NEW YORK—A guy carrying a guitar case on a midtown Manhattan elevator was envied and admired by fellow passengers during the entirety of his 14-floor ride, the guitar-case- carrying man imagined Monday.

"These people would kill to be me," the man thought in reference to the well-dressed professionals standing next to him in the elevator. "They see me, this guitar case, my sunglasses, my worn-out jeans, and think, 'Man, here's a guy who didn't sell out and become part of the corporate mainstream.'"

"This poor suit over here with the red tie definitely wants to be me," the guitar-case-carrying man continued in his mind. "From the moment we got on this thing he's been dying to ask me what the life of a musician is like."

According to the man's imagination, his fellow elevator passengers were envious of either his free-wheeling lifestyle; his gutsy decision to follow his dreams—money and so-called success be damned; or the fact that he doesn't give a fuck about shaving and hasn't done so regularly for the past 10 years.

In addition, his brain reportedly wondered if the straight-laced men in the elevator realized he's the kind of guy their wives think about when they're having sex.

"They're all dying to know if I'm a solo artist or if I'm in a band," the man's imagination confirmed as the elevator stopped at the fifth floor, letting on two more passengers he believed were refreshed by the rare sight of a true-blue rock-and-roll rebel in their stuffy office building. "They desperately want a taste of my world: a world without rules where the only thing that matters is where the next gig is, and whether or not the beers are on the house."

"If we had more time, I'd whip this puppy out right now and play a few tunes," his cerebral cortex added. "Heh.
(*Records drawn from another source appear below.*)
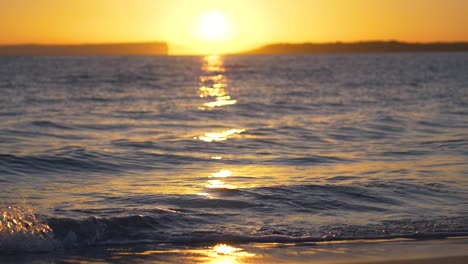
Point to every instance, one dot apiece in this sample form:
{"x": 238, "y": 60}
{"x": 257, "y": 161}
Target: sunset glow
{"x": 213, "y": 26}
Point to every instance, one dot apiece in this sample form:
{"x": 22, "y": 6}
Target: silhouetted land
{"x": 359, "y": 47}
{"x": 147, "y": 48}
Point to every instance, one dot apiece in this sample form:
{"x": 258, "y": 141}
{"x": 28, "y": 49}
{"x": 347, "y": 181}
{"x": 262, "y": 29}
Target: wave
{"x": 57, "y": 234}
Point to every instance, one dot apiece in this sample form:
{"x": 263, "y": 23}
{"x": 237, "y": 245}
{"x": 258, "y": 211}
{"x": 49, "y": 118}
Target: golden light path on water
{"x": 217, "y": 254}
{"x": 213, "y": 84}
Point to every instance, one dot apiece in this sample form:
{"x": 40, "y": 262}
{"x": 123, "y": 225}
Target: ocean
{"x": 106, "y": 153}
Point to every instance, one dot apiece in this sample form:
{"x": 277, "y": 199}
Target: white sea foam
{"x": 22, "y": 231}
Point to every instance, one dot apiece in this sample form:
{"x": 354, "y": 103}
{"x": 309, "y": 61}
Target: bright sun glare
{"x": 212, "y": 26}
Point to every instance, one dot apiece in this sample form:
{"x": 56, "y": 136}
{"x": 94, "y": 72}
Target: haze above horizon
{"x": 227, "y": 26}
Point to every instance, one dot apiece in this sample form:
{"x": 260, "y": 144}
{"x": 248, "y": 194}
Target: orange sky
{"x": 250, "y": 22}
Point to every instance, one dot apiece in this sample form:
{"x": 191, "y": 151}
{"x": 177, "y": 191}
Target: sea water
{"x": 103, "y": 151}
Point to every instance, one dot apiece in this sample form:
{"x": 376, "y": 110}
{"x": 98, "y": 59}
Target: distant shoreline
{"x": 138, "y": 48}
{"x": 357, "y": 47}
{"x": 162, "y": 48}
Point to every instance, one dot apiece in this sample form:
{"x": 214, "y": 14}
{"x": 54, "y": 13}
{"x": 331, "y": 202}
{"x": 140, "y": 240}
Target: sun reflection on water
{"x": 219, "y": 136}
{"x": 223, "y": 253}
{"x": 222, "y": 174}
{"x": 213, "y": 84}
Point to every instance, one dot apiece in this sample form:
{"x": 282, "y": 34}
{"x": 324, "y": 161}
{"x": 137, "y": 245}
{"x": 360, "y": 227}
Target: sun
{"x": 212, "y": 26}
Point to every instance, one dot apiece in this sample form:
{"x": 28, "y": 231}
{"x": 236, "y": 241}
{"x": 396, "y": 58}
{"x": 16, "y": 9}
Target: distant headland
{"x": 358, "y": 47}
{"x": 142, "y": 48}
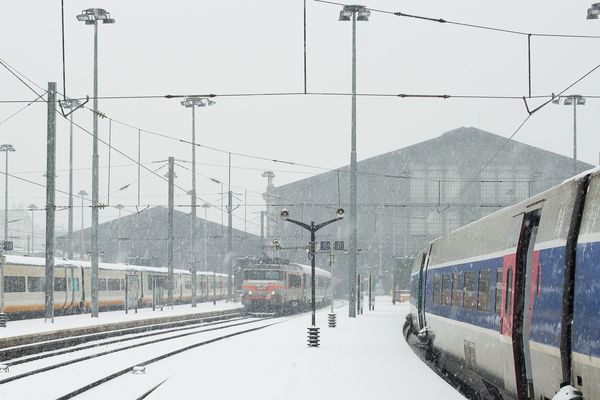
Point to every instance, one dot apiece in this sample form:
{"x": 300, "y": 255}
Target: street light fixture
{"x": 6, "y": 148}
{"x": 573, "y": 100}
{"x": 313, "y": 336}
{"x": 72, "y": 105}
{"x": 353, "y": 13}
{"x": 91, "y": 16}
{"x": 594, "y": 11}
{"x": 193, "y": 102}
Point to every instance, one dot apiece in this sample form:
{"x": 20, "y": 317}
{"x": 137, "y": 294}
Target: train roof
{"x": 305, "y": 269}
{"x": 62, "y": 262}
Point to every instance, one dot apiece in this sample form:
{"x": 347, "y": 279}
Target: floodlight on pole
{"x": 353, "y": 13}
{"x": 193, "y": 102}
{"x": 91, "y": 16}
{"x": 573, "y": 100}
{"x": 71, "y": 105}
I bet that'd make these sorry corporate drones' day."

As the elevator continued upward, passengers made slight throat-clearing sounds and occasional fleeting eye contact with one another, signs the guitar-carrying man took to indicate a major epiphany on their part that they shouldn't have gone to fancy colleges, settled down, and had families, and that they would be better off letting the natural ebb and flow of life take them where it may.

"Even if I told you, you probably wouldn't recognize the names of my musical influences," the man silently responded to a question he felt the woman in the white dress was too embarrassed to ask out loud. "And yeah, I'm mostly self-taught. I learned by tinkering around and trying to find my own sound, you know?"

The man went on to pity the people on the elevator for not being courageous and passionate enough to rip off their ties, throw them on the floor, and walk out of their office building forever. He then reflected on how it must be killing them right now to be like flies trapped in amber, peering out to see a soul, free as a bird, doing everything they wish they could do but are too terrified to even try.

The man proceeded to make a slow, pitying head shake.

"That poor bald bastard in the plaid sweater just looked right at me," the man's imagination continued as the elevator passed the 10th floor. "He wants to be me so bad. He's going to be thinking all day about what a wild, unencumbered spirit he was lucky enough to rub elbows with on the elevator this morning."

"If only these squares knew that, deep down, being creative is a burden in its own way," he wordlessly added. "But shit, I made a deal with the devil a long time ago, and I intend to hold up my end of the bargain. Sorry if you guys can't wrap your little heads around that."

When the elevator reached the 14th floor, the man exited with his guitar case, leaving the remaining passengers to continue thinking what they thought the second he appeared in the lobby: that they had never felt more comfortable in their decisions to have jobs with decent salaries, health insurance, and generous, well-balanced retirement plans.